Yo que siempre he sido receloso de ese lugar, pero el bendito lugar que se empeña en perseguirme.
En ese momento escuché una voz en mi mente que en forma de interrogación me dijo: «¿Muerto?». Esa voz me intrigó y decidí ir hasta la morgue, solo a saludar a mi amigo el inspector.
Al llegar allá observé al cadáver de un hombre de unos 50 años aproximadamente, blanco y vestido solo con shorts hasta las rodillas completamente mojados, ya lo habían dispuesto en la mesa de autopsia a la espera de que llegara el patólogo.

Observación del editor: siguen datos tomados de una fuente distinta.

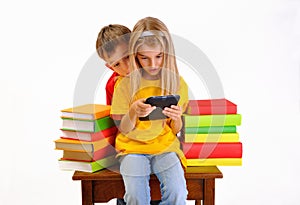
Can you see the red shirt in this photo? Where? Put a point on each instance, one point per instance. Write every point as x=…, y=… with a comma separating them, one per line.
x=110, y=87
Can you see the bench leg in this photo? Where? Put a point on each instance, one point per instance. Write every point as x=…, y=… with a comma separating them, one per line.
x=209, y=192
x=87, y=192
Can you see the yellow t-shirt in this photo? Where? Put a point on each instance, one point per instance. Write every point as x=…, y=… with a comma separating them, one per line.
x=148, y=137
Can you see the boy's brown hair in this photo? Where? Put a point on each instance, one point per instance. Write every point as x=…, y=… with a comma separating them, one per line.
x=109, y=37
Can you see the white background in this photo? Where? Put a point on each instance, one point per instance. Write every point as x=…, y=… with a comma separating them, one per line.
x=253, y=45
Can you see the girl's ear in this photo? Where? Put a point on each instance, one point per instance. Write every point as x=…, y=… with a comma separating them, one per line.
x=110, y=67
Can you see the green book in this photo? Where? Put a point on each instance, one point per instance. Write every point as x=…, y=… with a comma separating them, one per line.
x=87, y=166
x=212, y=120
x=210, y=129
x=87, y=125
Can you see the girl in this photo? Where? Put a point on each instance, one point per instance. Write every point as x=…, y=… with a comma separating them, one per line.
x=152, y=146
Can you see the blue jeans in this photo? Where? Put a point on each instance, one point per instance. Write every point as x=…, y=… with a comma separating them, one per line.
x=136, y=169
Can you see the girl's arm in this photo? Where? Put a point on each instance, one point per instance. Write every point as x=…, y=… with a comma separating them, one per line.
x=175, y=114
x=136, y=110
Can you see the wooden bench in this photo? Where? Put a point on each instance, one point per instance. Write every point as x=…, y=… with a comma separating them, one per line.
x=104, y=185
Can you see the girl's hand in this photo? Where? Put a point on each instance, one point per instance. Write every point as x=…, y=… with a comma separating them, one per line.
x=141, y=109
x=174, y=112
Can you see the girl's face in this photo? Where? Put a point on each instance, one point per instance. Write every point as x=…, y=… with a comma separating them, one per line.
x=151, y=60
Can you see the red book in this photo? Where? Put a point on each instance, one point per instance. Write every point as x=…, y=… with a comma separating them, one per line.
x=211, y=107
x=212, y=150
x=89, y=156
x=89, y=136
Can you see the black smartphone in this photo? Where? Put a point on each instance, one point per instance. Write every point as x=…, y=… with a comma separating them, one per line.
x=160, y=102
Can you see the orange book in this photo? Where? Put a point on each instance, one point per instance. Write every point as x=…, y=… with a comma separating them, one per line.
x=87, y=111
x=89, y=156
x=83, y=146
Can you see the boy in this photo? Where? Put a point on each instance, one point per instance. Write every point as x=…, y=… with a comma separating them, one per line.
x=112, y=47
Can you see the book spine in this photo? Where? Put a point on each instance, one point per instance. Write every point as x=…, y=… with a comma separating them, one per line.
x=103, y=123
x=212, y=150
x=212, y=137
x=194, y=110
x=212, y=120
x=215, y=162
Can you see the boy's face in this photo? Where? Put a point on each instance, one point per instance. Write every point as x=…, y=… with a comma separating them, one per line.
x=119, y=60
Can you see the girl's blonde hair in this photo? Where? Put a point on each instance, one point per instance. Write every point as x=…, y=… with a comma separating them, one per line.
x=152, y=32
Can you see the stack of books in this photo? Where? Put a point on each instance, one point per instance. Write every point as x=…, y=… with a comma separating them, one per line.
x=210, y=134
x=87, y=138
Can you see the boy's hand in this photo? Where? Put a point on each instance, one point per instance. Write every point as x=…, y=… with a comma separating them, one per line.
x=141, y=109
x=174, y=112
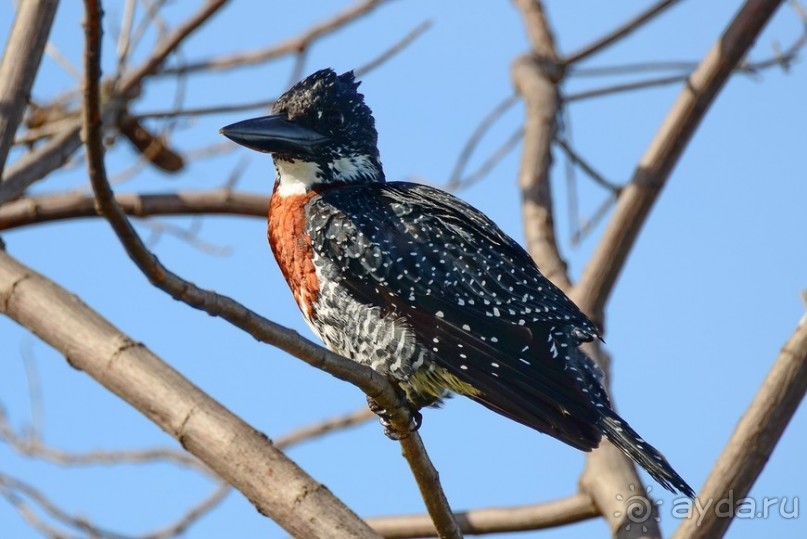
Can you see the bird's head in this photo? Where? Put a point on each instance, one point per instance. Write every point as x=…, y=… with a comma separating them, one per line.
x=321, y=133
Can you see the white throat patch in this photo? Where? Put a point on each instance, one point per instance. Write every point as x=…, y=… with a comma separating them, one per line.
x=296, y=176
x=353, y=167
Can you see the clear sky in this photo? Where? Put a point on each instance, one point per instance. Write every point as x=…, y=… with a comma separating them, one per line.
x=708, y=297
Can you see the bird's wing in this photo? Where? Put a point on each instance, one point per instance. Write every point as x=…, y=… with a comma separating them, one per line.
x=471, y=294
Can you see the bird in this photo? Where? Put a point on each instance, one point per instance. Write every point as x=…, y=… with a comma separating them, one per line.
x=419, y=285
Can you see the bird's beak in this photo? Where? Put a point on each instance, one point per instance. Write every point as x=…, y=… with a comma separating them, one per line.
x=273, y=134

Dicho cadáver lo levantaron en uno de los tantos balnearios que existen en el río Caroní, aparentemente murió ahogado mientras compartía con la familia y amistades.
Entablé conversación con mi amigo, pero no dejaba de causarme curiosidad la voz que escuché y lo poco cortés del «amigo descansado» que durante el tiempo que permanecí ahí aun no me había saludado.
Terminé de conversar con el inspector y recuerdo haberle dicho: «Primera vez en mi vida que veo un NO muerto».
Él extrañado solo se echó a reír, le increpé y le dije: «Estás seguro de que este tipo está muerto». Me respondió: «Bueno hermano, pulso no tiene y si aguantó la respiración hasta acá tiene tremendos pulmones, pero ya viene la experta en muertos, ella dirá».
Al salir del Cicpc vi a los que presumí eran los familiares del fulano ahogado, todos lloraban desconsoladamente, no sé por qué, pero en ese momento no sentí pesar por ellos.
Tomé rumbo hasta mi casa y al llegar a ella recibí la llamada del inspector y me dice: «Hermano, al parecer el experto en muertos es usted. Tal como dijiste, el hombre no estaba muerto, estaba catatónico, lo reanimamos, lo llevamos al hospital y allá se lo dejamos a los familiares. ¿Cómo supiste que no estaba muerto?».
Simplemente le respondí: «Fácil hermano, porque no me saludó».